The infirmary personnel did their best to protect their patients in every way possible. But the impossibility of any meaningful diagnostics or therapy meant that recovery from disease verged on the miraculous.
The Jewish prisoners faced the harshest reality at the camp. They were subject to selections and mass murdered by their captors. Prisoners of Jewish descent were also denied easy access to the infirmaries. Not every Jewish doctor was allowed to work at the camp hospital, and those who did were murdered on November 3, 1943, during the mass executions. This fact is unique for Majdanek as in other camps, being chosen for work at the infirmary provided some protection and a better chance for survival.
I ask: “Is there any chance for me to be chosen for the infirmary, or at least to work as a pfleger [nurse] at the block?” He smiles sadly: “You’d have to be really lucky, Tadzio! They don’t need doctors here. There are some working at the infirmary in field I. They are all very old prisoners. The pflegers [nursing staff] working in the blocks are all friends of the block capos and have nothing to do with medicine, maybe apart from sending people to the next world. I was lucky. A week ago, an Oberkapo broke his arm. I made a makeshift dressing for him. He’s grateful. Promised to talk to someone. Maybe, maybe I can make it.”

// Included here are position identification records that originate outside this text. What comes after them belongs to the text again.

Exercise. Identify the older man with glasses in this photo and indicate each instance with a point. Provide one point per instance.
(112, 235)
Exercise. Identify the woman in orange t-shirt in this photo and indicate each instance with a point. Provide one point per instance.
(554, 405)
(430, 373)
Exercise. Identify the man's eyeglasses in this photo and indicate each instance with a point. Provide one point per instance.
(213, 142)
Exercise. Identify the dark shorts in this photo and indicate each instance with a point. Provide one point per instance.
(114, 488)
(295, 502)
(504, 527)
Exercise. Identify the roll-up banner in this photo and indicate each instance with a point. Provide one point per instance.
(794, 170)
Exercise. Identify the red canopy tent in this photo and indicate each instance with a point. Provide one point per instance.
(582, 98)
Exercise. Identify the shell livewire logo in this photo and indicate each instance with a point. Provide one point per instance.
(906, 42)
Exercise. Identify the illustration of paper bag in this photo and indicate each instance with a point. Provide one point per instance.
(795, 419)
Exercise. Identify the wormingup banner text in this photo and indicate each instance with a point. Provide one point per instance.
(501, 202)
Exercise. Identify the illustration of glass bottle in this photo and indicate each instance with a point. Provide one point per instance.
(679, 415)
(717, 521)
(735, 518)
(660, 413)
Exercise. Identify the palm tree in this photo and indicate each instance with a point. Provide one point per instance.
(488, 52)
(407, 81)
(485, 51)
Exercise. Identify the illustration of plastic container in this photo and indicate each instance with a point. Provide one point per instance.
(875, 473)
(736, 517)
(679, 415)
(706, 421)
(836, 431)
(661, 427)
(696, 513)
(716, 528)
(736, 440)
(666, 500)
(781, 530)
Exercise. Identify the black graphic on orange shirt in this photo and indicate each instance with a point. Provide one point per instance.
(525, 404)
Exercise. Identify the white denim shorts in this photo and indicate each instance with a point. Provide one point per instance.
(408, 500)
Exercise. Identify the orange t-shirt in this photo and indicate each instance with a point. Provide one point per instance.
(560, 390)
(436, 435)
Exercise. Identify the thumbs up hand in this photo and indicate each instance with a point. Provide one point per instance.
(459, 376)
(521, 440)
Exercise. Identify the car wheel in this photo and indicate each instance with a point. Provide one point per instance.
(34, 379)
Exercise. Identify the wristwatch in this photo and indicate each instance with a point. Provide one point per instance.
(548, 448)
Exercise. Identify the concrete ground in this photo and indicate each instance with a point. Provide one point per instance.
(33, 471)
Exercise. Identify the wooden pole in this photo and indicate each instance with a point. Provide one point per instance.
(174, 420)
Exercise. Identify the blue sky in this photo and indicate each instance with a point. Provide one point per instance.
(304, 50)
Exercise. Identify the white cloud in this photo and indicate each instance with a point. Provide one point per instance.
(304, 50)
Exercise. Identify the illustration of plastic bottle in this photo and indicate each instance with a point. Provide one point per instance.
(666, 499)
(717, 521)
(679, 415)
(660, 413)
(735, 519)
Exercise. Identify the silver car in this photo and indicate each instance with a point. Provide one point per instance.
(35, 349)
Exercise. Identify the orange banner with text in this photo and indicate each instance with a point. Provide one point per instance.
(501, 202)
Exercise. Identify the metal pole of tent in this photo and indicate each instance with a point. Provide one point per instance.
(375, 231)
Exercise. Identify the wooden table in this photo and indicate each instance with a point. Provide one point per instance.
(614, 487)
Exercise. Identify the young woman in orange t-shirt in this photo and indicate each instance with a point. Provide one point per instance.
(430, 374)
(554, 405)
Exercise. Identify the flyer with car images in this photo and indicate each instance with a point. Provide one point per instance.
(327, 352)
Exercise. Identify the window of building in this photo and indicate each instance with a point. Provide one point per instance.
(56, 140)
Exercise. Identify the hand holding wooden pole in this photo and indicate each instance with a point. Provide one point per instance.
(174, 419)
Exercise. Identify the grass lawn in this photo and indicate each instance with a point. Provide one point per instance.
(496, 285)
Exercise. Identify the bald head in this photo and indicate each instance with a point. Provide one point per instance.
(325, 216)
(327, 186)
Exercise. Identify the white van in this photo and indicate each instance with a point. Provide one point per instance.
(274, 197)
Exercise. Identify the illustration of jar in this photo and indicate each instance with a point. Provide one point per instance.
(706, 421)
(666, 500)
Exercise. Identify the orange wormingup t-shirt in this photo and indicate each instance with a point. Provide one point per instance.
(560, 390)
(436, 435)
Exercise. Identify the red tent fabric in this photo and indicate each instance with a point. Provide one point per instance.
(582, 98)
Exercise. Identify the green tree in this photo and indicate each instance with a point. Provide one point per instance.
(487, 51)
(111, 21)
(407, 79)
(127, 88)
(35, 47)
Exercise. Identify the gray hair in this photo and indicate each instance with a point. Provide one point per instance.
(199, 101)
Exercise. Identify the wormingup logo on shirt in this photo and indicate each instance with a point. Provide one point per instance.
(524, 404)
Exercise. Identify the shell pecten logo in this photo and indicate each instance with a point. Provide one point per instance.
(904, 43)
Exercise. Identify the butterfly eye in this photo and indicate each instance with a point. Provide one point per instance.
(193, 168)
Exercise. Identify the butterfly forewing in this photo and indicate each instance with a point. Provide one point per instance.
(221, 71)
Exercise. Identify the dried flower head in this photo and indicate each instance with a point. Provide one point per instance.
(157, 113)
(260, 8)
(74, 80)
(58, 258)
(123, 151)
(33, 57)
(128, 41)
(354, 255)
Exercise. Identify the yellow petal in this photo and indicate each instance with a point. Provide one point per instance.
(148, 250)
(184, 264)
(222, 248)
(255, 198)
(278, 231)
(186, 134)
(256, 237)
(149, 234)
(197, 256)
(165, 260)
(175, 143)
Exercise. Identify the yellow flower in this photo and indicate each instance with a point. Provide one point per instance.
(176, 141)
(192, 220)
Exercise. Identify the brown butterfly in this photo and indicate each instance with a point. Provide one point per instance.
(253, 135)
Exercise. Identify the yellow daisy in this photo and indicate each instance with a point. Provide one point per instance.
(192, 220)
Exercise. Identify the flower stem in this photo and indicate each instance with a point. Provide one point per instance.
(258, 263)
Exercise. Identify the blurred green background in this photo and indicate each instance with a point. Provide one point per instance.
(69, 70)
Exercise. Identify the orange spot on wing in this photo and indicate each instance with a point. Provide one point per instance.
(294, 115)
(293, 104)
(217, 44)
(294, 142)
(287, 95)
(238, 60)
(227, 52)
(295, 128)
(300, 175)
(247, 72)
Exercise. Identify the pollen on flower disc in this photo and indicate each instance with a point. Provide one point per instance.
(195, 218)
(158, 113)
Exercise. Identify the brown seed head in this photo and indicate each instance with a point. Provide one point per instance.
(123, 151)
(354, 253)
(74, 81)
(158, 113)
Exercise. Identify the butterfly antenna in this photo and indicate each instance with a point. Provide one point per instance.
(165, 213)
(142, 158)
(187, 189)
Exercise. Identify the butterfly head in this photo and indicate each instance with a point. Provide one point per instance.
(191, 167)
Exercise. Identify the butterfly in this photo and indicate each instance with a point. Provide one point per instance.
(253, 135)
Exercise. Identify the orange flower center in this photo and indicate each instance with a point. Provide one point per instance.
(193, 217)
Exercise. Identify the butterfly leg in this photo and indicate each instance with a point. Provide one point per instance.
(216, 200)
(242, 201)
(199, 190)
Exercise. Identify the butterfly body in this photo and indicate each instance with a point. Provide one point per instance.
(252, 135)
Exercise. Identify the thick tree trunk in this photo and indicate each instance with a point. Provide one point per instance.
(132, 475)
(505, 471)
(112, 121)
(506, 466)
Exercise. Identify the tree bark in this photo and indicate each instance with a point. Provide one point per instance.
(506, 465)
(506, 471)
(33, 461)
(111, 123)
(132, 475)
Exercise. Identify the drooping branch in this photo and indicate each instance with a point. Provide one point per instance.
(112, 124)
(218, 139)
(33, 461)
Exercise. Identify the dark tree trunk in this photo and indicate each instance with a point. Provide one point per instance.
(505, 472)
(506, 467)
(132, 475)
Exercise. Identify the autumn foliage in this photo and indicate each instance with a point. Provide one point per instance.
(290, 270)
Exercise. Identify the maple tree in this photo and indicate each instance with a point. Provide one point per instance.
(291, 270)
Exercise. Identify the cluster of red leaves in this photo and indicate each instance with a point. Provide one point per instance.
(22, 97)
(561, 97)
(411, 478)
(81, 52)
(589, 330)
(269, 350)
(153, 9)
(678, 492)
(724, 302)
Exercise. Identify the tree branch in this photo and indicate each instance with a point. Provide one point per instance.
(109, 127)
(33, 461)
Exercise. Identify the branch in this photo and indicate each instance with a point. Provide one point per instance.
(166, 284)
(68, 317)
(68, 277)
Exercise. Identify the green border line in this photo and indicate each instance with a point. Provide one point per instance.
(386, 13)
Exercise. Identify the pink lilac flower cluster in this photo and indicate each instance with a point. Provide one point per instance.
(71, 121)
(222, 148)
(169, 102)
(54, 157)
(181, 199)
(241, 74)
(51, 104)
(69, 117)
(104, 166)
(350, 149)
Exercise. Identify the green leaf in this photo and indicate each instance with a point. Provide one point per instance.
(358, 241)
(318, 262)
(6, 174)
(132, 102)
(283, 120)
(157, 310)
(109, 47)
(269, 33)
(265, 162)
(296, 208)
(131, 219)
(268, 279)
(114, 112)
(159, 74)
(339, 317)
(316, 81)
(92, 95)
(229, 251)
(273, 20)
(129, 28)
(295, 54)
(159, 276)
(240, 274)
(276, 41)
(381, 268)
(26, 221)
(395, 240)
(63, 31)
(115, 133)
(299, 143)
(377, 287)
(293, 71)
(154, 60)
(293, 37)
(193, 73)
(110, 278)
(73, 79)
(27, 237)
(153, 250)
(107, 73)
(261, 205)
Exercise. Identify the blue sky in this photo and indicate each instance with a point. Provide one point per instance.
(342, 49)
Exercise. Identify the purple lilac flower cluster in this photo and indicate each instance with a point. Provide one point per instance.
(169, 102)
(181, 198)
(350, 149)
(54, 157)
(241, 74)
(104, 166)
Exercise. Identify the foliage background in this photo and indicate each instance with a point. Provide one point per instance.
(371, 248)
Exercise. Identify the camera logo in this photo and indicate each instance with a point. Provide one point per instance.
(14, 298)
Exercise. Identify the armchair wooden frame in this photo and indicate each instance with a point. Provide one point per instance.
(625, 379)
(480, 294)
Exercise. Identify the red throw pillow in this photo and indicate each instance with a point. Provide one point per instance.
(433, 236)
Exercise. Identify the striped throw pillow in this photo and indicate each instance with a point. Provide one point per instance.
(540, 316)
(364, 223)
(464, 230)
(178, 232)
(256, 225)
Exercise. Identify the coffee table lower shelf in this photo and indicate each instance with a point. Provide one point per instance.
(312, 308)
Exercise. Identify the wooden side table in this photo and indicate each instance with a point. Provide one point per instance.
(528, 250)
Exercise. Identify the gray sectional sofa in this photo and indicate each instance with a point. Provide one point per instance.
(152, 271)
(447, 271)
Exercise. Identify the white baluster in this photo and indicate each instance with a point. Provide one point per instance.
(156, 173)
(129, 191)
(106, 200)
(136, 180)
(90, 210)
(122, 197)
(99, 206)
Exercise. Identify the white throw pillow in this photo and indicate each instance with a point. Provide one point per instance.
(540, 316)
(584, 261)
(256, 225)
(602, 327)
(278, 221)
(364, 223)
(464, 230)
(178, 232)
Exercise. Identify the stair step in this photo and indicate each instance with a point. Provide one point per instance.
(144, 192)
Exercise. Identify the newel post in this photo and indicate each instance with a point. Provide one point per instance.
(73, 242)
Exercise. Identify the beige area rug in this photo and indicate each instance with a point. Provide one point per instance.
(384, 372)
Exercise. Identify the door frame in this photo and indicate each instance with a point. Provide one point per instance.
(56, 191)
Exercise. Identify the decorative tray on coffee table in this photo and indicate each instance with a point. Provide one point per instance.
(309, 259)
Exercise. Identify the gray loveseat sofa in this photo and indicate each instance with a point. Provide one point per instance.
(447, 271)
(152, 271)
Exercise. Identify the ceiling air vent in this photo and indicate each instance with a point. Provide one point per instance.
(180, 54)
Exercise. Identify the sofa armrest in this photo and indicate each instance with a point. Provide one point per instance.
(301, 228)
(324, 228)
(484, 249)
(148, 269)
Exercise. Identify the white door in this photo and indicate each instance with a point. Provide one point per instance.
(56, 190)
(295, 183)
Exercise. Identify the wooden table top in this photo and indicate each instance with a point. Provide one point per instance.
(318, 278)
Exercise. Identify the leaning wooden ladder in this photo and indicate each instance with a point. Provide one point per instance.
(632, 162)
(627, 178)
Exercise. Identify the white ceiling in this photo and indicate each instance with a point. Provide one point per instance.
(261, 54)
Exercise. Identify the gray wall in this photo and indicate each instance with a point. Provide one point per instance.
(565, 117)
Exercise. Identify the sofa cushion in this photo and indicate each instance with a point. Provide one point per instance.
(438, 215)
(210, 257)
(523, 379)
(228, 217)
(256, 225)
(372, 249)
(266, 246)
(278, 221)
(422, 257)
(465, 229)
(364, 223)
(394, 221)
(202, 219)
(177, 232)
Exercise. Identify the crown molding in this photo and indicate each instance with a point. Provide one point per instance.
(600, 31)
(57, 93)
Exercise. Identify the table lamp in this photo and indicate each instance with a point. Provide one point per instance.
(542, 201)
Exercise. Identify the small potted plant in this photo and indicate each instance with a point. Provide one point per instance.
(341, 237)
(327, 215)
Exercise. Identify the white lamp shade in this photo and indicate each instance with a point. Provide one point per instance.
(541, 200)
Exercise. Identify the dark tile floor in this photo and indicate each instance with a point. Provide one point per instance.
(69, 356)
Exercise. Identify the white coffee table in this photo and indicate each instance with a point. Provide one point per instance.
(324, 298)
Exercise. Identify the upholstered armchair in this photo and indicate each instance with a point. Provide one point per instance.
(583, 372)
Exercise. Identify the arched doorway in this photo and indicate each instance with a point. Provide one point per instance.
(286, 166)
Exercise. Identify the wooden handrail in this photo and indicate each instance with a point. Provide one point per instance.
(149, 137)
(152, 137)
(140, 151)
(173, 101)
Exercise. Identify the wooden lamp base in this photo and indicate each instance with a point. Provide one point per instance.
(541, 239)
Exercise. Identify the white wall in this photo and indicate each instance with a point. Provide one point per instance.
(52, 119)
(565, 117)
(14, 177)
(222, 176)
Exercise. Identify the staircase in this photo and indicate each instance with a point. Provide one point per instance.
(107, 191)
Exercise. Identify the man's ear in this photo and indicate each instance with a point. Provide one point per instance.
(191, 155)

— T. Stabholz, MD talking to Leon Tonenberg, MD, a surgeon from Warsaw
I believe that anyone with anything to say about establishing the guilt and limits of responsibility for the crimes of Nazism should speak out. The process in Düsseldorf has two aspects. One is the individual responsibility of the particular defendants and the duty to prove the fact that they committed the crimes with which they are charged. The second aspect far surpasses each individual case. It is about defending certain civilizational accomplishments that Fascism defiled using people such as those very defendants.